Mushrooms don’t rely on pollination for reproduction. This fact alone excludes mushrooms from being classified as fruits.
So, What Exactly Are They?
Since mushrooms are not vegetables and they are not fruits, what the heck are they? Well, they belong to an entirely separate kingdom of microorganisms known as fungi. This puts them in the same category as molds and yeasts.
The part of the mushroom that we eat is only a small part of the entire fungus. When spores carried by the wind land on a surface, they develop into a root system, otherwise known as the mycelium.
Mycelium colonies are typically white and fluffy and can remain hidden inside trees or underground for several years. Under the right conditions, with favorable temperature and humidity, they begin to sprout mushrooms.
These then grow and mature to release spores, which are then carried by the wind to form yet another mycelium colony elsewhere.
Types of Mushrooms
There are generally four categories of mushrooms.
1. Mycorrhizal Fungi
Fungi that fall into this category form a symbiotic relationship with the roots of live trees. They not only draw nutrients from the tree itself, but they also feed nutrients back to its roots to promote a healthier flourishing root system.
Porcini, chanterelles, and truffle mushrooms are all examples of mycorrhizal fungi.
2. Parasitic Fungi
These fungi feed on live trees but don’t give anything back in return that benefits the host. They keep extracting nutrients from the tree until it dies off.
3. Saprophytic Fungi
This category of mushrooms grow and live on decaying organic matter like fallen leaves and plant roots after parasitic mushrooms kill them off. They extract the nutrients, minerals, and carbon dioxide. This works to break down the plant matter.

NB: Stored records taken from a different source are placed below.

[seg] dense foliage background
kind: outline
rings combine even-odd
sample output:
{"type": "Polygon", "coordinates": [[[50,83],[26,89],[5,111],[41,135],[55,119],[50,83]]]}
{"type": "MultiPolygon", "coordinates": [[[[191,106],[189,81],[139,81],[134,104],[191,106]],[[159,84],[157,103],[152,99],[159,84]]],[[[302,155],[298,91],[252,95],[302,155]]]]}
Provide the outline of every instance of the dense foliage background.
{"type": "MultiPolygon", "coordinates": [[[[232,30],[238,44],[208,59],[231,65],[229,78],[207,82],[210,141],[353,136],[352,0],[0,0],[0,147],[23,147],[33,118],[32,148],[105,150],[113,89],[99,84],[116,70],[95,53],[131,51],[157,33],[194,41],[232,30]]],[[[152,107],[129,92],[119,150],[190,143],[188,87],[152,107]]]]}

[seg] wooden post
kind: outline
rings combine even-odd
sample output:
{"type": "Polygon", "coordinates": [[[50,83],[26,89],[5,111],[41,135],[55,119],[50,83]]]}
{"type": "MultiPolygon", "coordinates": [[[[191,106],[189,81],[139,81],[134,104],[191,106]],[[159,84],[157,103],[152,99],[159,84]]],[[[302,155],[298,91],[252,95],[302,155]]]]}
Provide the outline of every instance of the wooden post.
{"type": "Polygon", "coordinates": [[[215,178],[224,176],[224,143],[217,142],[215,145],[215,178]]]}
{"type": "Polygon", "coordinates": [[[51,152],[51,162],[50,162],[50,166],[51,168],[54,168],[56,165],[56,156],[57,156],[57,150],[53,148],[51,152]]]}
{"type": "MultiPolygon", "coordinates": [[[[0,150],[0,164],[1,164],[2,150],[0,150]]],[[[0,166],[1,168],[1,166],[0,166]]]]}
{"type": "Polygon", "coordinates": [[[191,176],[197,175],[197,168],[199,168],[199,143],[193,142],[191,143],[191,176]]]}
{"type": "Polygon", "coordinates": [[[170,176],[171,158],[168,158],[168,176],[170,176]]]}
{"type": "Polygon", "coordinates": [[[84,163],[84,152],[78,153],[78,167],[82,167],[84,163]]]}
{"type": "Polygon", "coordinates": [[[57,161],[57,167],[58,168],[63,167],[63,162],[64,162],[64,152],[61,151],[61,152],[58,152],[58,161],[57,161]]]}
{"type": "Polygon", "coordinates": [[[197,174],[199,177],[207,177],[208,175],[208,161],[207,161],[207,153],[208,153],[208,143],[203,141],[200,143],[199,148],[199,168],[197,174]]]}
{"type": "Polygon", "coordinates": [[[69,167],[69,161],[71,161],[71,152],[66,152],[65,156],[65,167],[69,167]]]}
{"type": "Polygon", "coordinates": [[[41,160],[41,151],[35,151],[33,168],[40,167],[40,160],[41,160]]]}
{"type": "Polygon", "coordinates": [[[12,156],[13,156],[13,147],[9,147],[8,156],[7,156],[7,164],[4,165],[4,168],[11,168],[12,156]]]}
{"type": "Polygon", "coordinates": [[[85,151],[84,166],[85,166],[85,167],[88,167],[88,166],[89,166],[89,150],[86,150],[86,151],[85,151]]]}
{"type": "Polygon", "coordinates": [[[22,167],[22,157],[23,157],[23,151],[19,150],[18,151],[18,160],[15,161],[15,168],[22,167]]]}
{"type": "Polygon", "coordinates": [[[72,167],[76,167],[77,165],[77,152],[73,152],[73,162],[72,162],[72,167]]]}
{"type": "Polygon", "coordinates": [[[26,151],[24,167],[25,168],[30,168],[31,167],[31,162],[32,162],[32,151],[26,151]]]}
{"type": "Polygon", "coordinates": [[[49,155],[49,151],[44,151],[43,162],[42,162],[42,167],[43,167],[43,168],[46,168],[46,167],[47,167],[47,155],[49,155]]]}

Edible fungi in this category include white-button, shiitake, and oyster mushrooms.
4. Endophytic Fungi
Endophytic fungi have both parasitic and symbiotic relationship with their host’s tissue They feed off of the tissue, but will also generally provide nutrients, as well as protect from disease.
Are mushrooms vegetables? The answer to that is – no, they’re not. They are fungi. You can, however, incorporate them in stir-fries, sauces, and stews in the same way you would a vegetable ingredient.
You could also have them as a side dish on their own, or as a topping to your favorite snacks or meals. If you’re feeling adventurous, serve them up as an entrée. The choice is ultimately yours.